I didn't mean to make you cry - but I love that you were moved and shared it - isn't it great that other moms understand? Thanks for taking a moment out of your day to read my musings. Enjoy the journey!

posted by hmoeckli on Aug 10, 2009 at 01:07 PM
Hey, kids can say the best things. It's wonderful. (Now, conversely, they can also say the WORST things, but let's focus on the positive.)

I'm glad you took the time to get all dolled up, regardless of your motives. It feels good to put your best foot (or rear) forward. :)
posted by creatress on Aug 11, 2009 at 01:32 PM

Awww, kids are so the best... aren't they? You know, sometimes I really DO feel prettier in a pool cover up fresh from doing laps without a stitch of makeup on than I do dressed to kill. Isn't that funny? I like to think it's part of getting older and being comfy in our own skin (at least more than an 18 yo.)

Did the toothpaste work btw? And were you REALLY Miss Best Tight End 1989!!!???

posted by kellimwheeler on Aug 11, 2009 at 02:27 PM

It's hard to say with the toothpaste. It did dry it out, but I might have been on the downhill side of it - I practically had to tie my hands behind my back to not mess with them for three days.

And yes, of all the things to be recognized for in HS, it's a dubious honor to be known for leaving a room better than you enter it. 

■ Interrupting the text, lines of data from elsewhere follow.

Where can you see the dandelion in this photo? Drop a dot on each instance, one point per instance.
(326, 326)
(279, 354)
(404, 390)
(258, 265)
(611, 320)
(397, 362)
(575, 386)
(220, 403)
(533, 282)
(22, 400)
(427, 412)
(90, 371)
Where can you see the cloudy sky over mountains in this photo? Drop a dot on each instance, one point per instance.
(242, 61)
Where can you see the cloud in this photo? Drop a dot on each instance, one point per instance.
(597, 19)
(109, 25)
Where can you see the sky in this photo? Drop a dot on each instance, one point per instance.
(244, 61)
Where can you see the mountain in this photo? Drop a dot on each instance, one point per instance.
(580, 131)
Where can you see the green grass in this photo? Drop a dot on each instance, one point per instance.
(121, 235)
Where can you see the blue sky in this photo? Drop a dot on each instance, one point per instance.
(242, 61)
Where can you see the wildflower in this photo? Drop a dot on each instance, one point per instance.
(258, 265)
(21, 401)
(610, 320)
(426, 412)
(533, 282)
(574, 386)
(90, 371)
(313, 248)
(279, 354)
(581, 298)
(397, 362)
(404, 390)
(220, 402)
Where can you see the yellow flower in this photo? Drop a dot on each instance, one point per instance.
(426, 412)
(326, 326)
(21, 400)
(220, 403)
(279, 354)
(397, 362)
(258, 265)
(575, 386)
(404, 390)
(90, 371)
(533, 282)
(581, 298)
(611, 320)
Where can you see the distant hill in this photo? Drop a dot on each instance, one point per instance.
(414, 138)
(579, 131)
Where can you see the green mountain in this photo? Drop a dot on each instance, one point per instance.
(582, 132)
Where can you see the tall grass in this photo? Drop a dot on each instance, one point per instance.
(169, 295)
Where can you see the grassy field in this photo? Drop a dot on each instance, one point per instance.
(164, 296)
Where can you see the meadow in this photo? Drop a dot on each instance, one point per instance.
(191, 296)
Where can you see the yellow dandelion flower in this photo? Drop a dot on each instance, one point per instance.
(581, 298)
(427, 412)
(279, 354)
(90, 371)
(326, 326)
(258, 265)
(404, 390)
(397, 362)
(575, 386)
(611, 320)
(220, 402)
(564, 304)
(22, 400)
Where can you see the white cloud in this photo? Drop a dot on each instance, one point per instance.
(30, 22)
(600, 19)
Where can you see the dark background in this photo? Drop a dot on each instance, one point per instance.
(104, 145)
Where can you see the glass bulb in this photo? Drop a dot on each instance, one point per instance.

posted by Rinkus68 on Aug 20, 2009 at 03:44 PM
This post was great!  My 20 year was three years ago and I was so freaked out before ... then, like you said, a couple compliments of "you still look the same!" makes it all worth while!   One thing I will say is, I'm sure you didn't have to work NEAR as hard as you think you did.. and there were a ton of other women at your reunion that went through just as much primping (if not more!) than you did!!!   Glad to see you had a good time!